La corrida est-elle compatible avec la foi chrétienne ? À l’occasion de la "Première rencontre internationale des prêtres et aumôniers taurins", qui se tiendra le week-end prochain à Zamora, nous avons consulté des autorités catholiques et des croyants sur cette contradiction.

La corrida est un spectacle qui implique inévitablement la souffrance d’un animal et l’exposition de vies humaines au risque. Le christianisme est une religion fondée sur la compassion et l’amour des autres. Malgré cela, le soutien de l’Église catholique à la tauromachie dans les huit pays où elle est encore légale est fort et évident.

Chaque arène d’un certain niveau possède une chapelle consacrée, où les toreros se rendent avant la corrida et prient Dieu de les aider à "bien tuer". Les arènes sont bénies par les autorités ecclésiastiques locales. La plupart des toreros sont pieux et beaucoup appartiennent à des confréries. Les corridas coïncident généralement avec les fêtes du Christ, des vierges ou des saints, ou avec la Semaine sainte.

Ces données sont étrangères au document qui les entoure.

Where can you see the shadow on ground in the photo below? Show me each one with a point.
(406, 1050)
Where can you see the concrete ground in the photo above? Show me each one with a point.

En Espagne, la plus importante corrida du monde est organisée en l’honneur de San Isidro. Les courses de taureaux les plus célèbres sont les Sanfermines. Au Mexique, la Vierge de Guadalupe est considérée comme la "protectrice des toreros". En Espagne, la Macarena est leur patronne. Le Cristo de Medinaceli, à Madrid, et le Jesús del Gran Poder, à Murcie, sont tous deux connus sous le nom de Cristo de los Toreros. Le premier est porté en procession le vendredi des Douleurs par l’archiconfrérie de Jesús de Medinaceli (anciennement appelée Hermandad de los Toreros). Il est accompagné de futures promesses et de grandes figures de la tauromachie, d’élèves des écoles taurines, du Centre des affaires taurines de la Communauté de Madrid, de la Fundación Toro de Lidia et de l’école taurine José Cubero "Yiyo". Des prêtres comme Víctor Carrasco et feu Luis Fernando Valiente Clemente ont combattu en soutane. Luis de Lezama Barañano, prêtre et hôtelier, a été surnommé "le prêtre des "maletillas"" pour son soutien aux jeunes apprentis toreros.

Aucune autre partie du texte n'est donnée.